The boy tilted his head.
"If you become angry, your movements become rough."
"If you panic, the chain loses rhythm."
"If you hesitate, it traps you instead."
Masaru smiled faintly.
"In many ways… it reflects the heart."
The words lingered quietly in the air.
Reji slowly tightened his grip.
"…Then how do I master it?"
Masaru looked toward the distant floating city.
"You don't force mastery." His eyes narrowed slightly with experience. "You grow into it."
The father stepped back and raised one finger.
"Again."
Reji nodded.
This time, he swung slower.
The chain moved awkwardly at first, wobbling unevenly through the air.
But Masaru didn't interrupt him.
Again.
And again.
And again.
Hours passed beneath the morning sun.
Sometimes the chain tangled.
Sometimes Reji fell.
Once, the metal weight flew backward and smashed directly into his forehead.
"OW!"
Masaru laughed so hard he nearly sat down on the grass.
"You're laughing at your injured son!"
"I'm building character."
"That sounds illegal."
Even while complaining, Reji stood back up every time.
Masaru watched quietly.
That was what impressed him most.
Not talent.
Not strength.
Persistence.
Because talent was something people admired from afar.
But persistence was lonelier.
It meant standing back up repeatedly even when nobody clapped for you.

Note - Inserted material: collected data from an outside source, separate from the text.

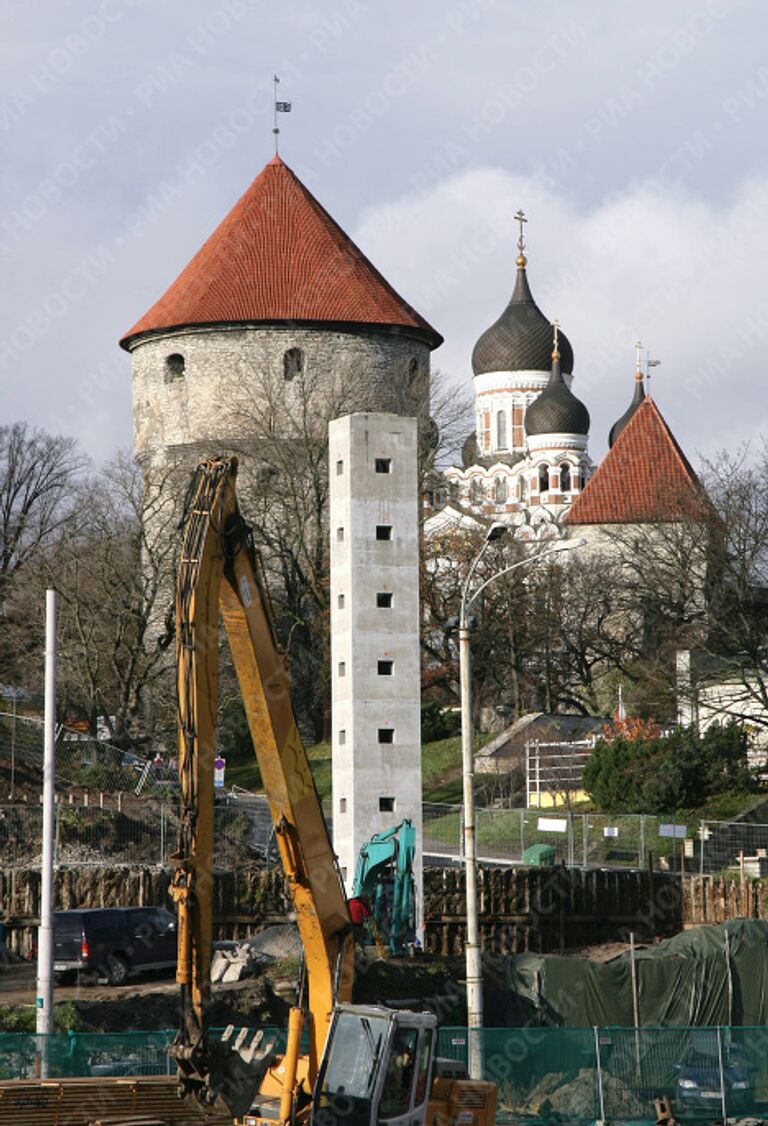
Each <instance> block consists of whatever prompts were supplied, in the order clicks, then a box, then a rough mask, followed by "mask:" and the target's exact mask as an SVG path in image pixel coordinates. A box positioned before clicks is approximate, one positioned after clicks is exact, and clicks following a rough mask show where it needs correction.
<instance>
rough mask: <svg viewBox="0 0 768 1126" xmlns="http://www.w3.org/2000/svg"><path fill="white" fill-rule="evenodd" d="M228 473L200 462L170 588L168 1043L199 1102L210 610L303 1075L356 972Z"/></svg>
mask: <svg viewBox="0 0 768 1126" xmlns="http://www.w3.org/2000/svg"><path fill="white" fill-rule="evenodd" d="M235 475H236V461H235V459H234V458H221V459H212V461H207V462H203V463H202V464H200V465H199V466H198V468H197V471H196V474H195V477H194V480H193V485H191V489H190V493H189V498H188V507H187V516H186V520H185V533H184V542H182V554H181V560H180V564H179V581H178V589H177V663H178V691H179V771H180V779H181V829H180V848H179V852H178V855H177V857H176V870H175V874H173V879H172V894H173V896H175V899H176V900H177V903H178V909H179V958H178V972H177V980H178V982H179V984H180V986H181V1002H182V1004H181V1009H182V1013H181V1027H180V1033H179V1039H178V1043H177V1047H176V1049H175V1054H176V1056H177V1060H178V1061H179V1066H180V1070H181V1074H182V1081H184V1080H186V1081H187V1083H188V1085H189V1088H190V1090H195V1093H196V1094H197V1096H198V1098H202V1100H203V1101H211V1100H212V1099H213V1098H215V1096H216V1093H220V1092H221V1091H222V1090H224V1089H225V1088H226V1081H225V1078H222V1075H221V1074H220V1073H218V1072H220V1071H221V1070H222V1067H223V1070H224V1071H225V1070H226V1060H225V1058H224V1061H223V1062H222V1058H221V1056H222V1051H220V1047H221V1046H212V1045H209V1044H208V1039H207V1009H208V1004H209V999H211V985H209V980H211V960H212V948H213V941H212V936H213V906H212V904H213V859H214V833H213V822H214V817H213V813H214V803H213V761H214V758H215V753H216V723H215V716H216V674H217V664H218V614H220V611H221V616H222V619H223V623H224V627H225V631H226V635H227V640H229V643H230V649H231V652H232V658H233V662H234V667H235V671H236V674H238V681H239V685H240V690H241V695H242V699H243V705H244V708H245V714H247V717H248V724H249V729H250V732H251V738H252V740H253V747H254V750H256V754H257V758H258V762H259V768H260V771H261V777H262V779H264V785H265V789H266V793H267V797H268V801H269V807H270V812H271V816H273V822H274V825H275V830H276V838H277V842H278V848H279V852H280V858H282V861H283V868H284V872H285V875H286V877H287V882H288V887H289V892H291V896H292V900H293V904H294V910H295V913H296V922H297V926H298V930H300V935H301V940H302V945H303V949H304V958H305V967H306V984H307V998H306V1001H307V1013H309V1037H310V1052H309V1063H307V1076H309V1079H310V1081H312V1080H313V1079H314V1075H316V1071H318V1066H319V1063H320V1058H321V1056H322V1051H323V1047H324V1044H325V1037H327V1034H328V1028H329V1024H330V1019H331V1015H332V1010H333V1004H334V1002H337V1001H349V1000H350V999H351V983H352V974H354V945H352V940H351V936H350V930H351V928H350V922H349V912H348V909H347V901H346V897H345V892H343V885H342V882H341V877H340V873H339V869H338V865H337V861H336V856H334V854H333V848H332V844H331V841H330V838H329V834H328V828H327V825H325V820H324V817H323V813H322V807H321V804H320V801H319V798H318V794H316V790H315V786H314V781H313V778H312V771H311V768H310V765H309V761H307V758H306V753H305V751H304V747H303V744H302V740H301V736H300V734H298V730H297V727H296V723H295V720H294V715H293V709H292V705H291V683H289V676H288V667H287V661H286V658H285V655H284V653H283V652H282V651H280V649H279V646H278V644H277V642H276V638H275V632H274V627H273V619H271V610H270V604H269V599H268V596H267V592H266V589H265V584H264V581H262V579H261V572H260V566H259V560H258V555H257V553H256V552H254V549H253V547H252V544H251V538H250V533H249V529H248V527H247V525H245V524H244V521H243V519H242V517H241V515H240V510H239V507H238V500H236V494H235V486H234V481H235ZM300 1033H301V1028H297V1033H296V1035H297V1036H298V1035H300ZM223 1055H224V1056H226V1052H224V1053H223Z"/></svg>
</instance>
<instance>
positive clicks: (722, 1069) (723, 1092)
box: [717, 1025, 727, 1123]
mask: <svg viewBox="0 0 768 1126" xmlns="http://www.w3.org/2000/svg"><path fill="white" fill-rule="evenodd" d="M722 1033H723V1029H722V1028H721V1027H720V1025H718V1026H717V1061H718V1063H720V1097H721V1101H722V1106H723V1121H724V1123H726V1121H727V1109H726V1106H725V1069H724V1067H723V1036H722Z"/></svg>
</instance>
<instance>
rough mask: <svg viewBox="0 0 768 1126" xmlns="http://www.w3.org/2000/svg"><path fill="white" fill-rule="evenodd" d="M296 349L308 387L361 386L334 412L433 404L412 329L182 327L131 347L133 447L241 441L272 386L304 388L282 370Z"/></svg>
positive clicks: (247, 327)
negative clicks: (396, 332)
mask: <svg viewBox="0 0 768 1126" xmlns="http://www.w3.org/2000/svg"><path fill="white" fill-rule="evenodd" d="M291 348H300V349H301V350H302V352H303V354H304V361H305V378H306V381H307V385H310V386H312V387H318V386H322V385H323V384H324V385H327V387H328V388H329V394H337V393H338V392H339V388H340V387H341V388H348V387H349V386H350V385H352V386H354V387H355V388H356V393H355V395H354V396H352V401H350V402H348V403H347V402H345V403H343V405H342V406H341V409H340V410H339V411H338V412H337V413H349V412H350V411H354V410H383V411H394V412H395V413H408V414H416V413H418V412H419V409H421V410H423V409H425V408H426V404H427V403H428V397H429V355H430V352H429V348H428V346H427V345H426V343H423V341H421V340H418V339H416V338H413V337H409V336H408V334H405V333H387V332H352V331H339V330H336V329H331V328H324V329H315V328H302V327H296V328H291V327H283V325H275V327H270V325H254V327H231V328H227V327H225V325H218V327H215V328H211V329H200V328H195V329H179V330H177V331H173V332H167V333H163V336H162V337H152V338H150V339H148V340H144V341H142V342H140V343H137V345H136V346H135V348H134V349H133V352H132V372H133V420H134V446H135V453H136V454H137V455H143V454H151V455H152V456H153V457H158V456H160V457H162V452H164V450H167V449H169V448H173V447H186V446H189V445H195V444H197V443H200V441H203V443H206V441H207V443H208V444H209V445H211V444H212V443H213V446H214V447H215V444H216V441H220V443H221V441H227V440H233V439H234V440H236V438H238V437H241V436H242V431H243V429H247V427H248V414H249V413H250V415H251V418H252V417H253V415H254V414H256V413H257V412H258V405H259V400H260V399H264V390H265V387H269V388H271V390H273V391H274V392H275V393H276V394H280V395H283V394H285V395H286V399H288V397H289V396H291V395H292V394H296V393H297V391H296V388H297V387H298V377H296V378H295V379H294V381H285V379H284V376H283V357H284V354H285V352H286V351H287V350H288V349H291ZM171 355H180V356H182V357H184V360H185V368H184V374H182V375H173V374H172V373H171V372H170V370H169V367H168V364H167V360H168V357H169V356H171ZM414 360H416V366H417V369H418V374H417V375H416V377H414V376H413V374H412V372H411V364H412V361H414ZM294 385H295V386H294ZM411 387H412V388H413V393H412V392H411ZM358 390H359V394H358V393H357V391H358ZM345 394H346V392H345ZM211 452H212V450H211V449H209V450H208V453H211Z"/></svg>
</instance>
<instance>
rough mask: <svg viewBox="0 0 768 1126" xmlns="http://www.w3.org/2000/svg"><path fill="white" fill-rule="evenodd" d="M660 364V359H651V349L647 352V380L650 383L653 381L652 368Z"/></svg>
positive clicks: (645, 357) (645, 365)
mask: <svg viewBox="0 0 768 1126" xmlns="http://www.w3.org/2000/svg"><path fill="white" fill-rule="evenodd" d="M660 364H661V360H660V359H651V354H650V351H646V352H645V382H646V383H648V384H650V383H651V368H652V367H659V365H660Z"/></svg>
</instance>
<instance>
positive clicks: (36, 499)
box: [0, 422, 88, 682]
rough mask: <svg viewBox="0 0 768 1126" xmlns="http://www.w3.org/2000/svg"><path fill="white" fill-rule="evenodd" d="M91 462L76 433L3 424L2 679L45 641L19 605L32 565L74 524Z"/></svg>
mask: <svg viewBox="0 0 768 1126" xmlns="http://www.w3.org/2000/svg"><path fill="white" fill-rule="evenodd" d="M87 465H88V461H87V458H86V457H84V456H83V455H82V454H81V453H80V452H79V449H78V446H77V443H75V441H74V439H73V438H62V437H54V436H52V435H48V434H46V432H45V431H44V430H37V429H33V428H30V427H28V426H27V423H26V422H14V423H10V425H7V426H0V610H1V611H2V616H3V640H2V644H1V645H0V678H1V679H3V680H6V681H15V682H18V681H20V679H21V678H23V674H24V663H25V660H26V659H27V656H28V655H29V654H30V653H33V652H34V651H35V650H36V649H38V647H39V645H41V641H42V636H41V637H38V636H37V635H35V634H34V633H33V632H32V631H30V629H29V623H28V622H26V620H25V616H24V615H21V616H19V614H18V613H17V604H18V601H19V596H20V595H21V593H23V586H24V584H25V583H27V582H29V581H30V580H32V578H33V575H34V572H35V568H34V566H33V564H34V563H36V562H37V561H39V558H41V556H42V555H43V553H44V552H45V551H46V549H47V548H48V547H50V546H51V545H52V544H54V543H55V540H56V539H57V538H59V537H61V536H62V535H63V534H65V531H66V529H68V528H69V527H71V526H72V524H73V521H74V518H75V513H77V495H75V494H77V488H75V485H77V482H78V479H79V477H80V475H81V473H82V472H83V471H84V468H86V466H87Z"/></svg>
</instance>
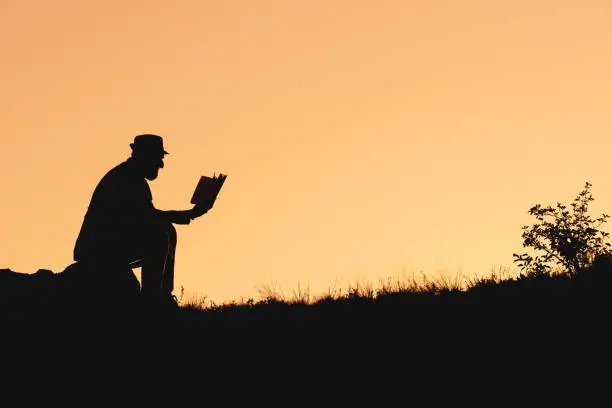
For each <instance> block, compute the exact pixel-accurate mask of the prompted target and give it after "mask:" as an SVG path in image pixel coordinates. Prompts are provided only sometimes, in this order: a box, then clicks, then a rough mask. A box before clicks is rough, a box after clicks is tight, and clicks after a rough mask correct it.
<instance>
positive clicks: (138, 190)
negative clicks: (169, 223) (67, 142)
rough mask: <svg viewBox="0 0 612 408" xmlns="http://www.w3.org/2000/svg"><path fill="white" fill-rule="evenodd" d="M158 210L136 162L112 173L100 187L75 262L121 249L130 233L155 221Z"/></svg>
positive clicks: (108, 175)
mask: <svg viewBox="0 0 612 408" xmlns="http://www.w3.org/2000/svg"><path fill="white" fill-rule="evenodd" d="M154 213H155V209H154V207H153V203H152V196H151V190H150V188H149V185H148V183H147V181H146V180H145V179H144V177H142V176H141V175H139V174H138V171H137V168H136V166H135V163H134V161H133V159H131V158H130V159H127V160H126V161H124V162H123V163H121V164H119V165H118V166H116V167H114V168H113V169H111V170H110V171H108V172H107V173H106V174H105V175H104V177H103V178H102V179H101V180H100V182H99V183H98V185H97V186H96V188H95V190H94V192H93V195H92V197H91V201H90V204H89V207H88V209H87V212H86V214H85V217H84V219H83V224H82V226H81V230H80V232H79V236H78V238H77V241H76V244H75V247H74V260H75V261H79V260H83V259H87V258H91V257H98V256H104V257H107V256H108V255H109V251H110V252H112V253H114V252H115V251H116V250H120V249H121V248H122V247H123V244H124V243H125V242H126V240H128V239H129V237H130V232H133V231H135V230H137V229H139V228H142V227H143V226H144V225H146V224H147V223H150V222H152V219H153V217H154Z"/></svg>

Many people dreamed of becoming strong.
Very few loved the exhausting process required to reach it.
Masaru suddenly spoke while Reji practiced again.
"Do you know why chains frighten people?"
Reji swung carefully while thinking.
"Because they can choke someone?"
"…That is unfortunately correct," Masaru admitted. "But that's not the main reason."
He looked toward the sky.
"Chains symbolize attachment."
Reji paused slightly.
"Humans fear attachment because attachment creates vulnerability," Masaru continued calmly. "The moment you care about something… you gain something to lose."
The wind brushed through the hills.
"People who fear pain eventually avoid connections altogether." His voice became quieter. "They convince themselves isolation is strength."
Reji listened carefully now.
"But a person without bonds…" Masaru closed his eyes briefly. "…eventually forgets why they wanted strength in the first place."
The boy stared at the chain in his hands.
At his age, the words felt too large to fully understand.
But they stayed with him anyway.
Some lessons were like seeds.
Life buried them quietly inside the heart
then waited years before allowing them to bloom.
Suddenly, Reji attempted a faster spin.
The chain wrapped around his entire body instantly.
He froze.
"…Father."
Masaru looked over.
Reji stood there completely immobilized like captured prey.
"…I may have evolved into a problem."
For a few seconds, silence remained.
Then Masaru burst into uncontrollable laughter again.
Even Reji eventually laughed with him.
Their voices echoed across the hills beneath the endless sky.
A father laughing with his son.
A child learning the weight of a chain.
A peaceful morning so ordinary it seemed impossible for it to ever disappear.
And yet
the cruelest thing about time was that people never realized which moments would later become priceless memories
until those moments were already gone.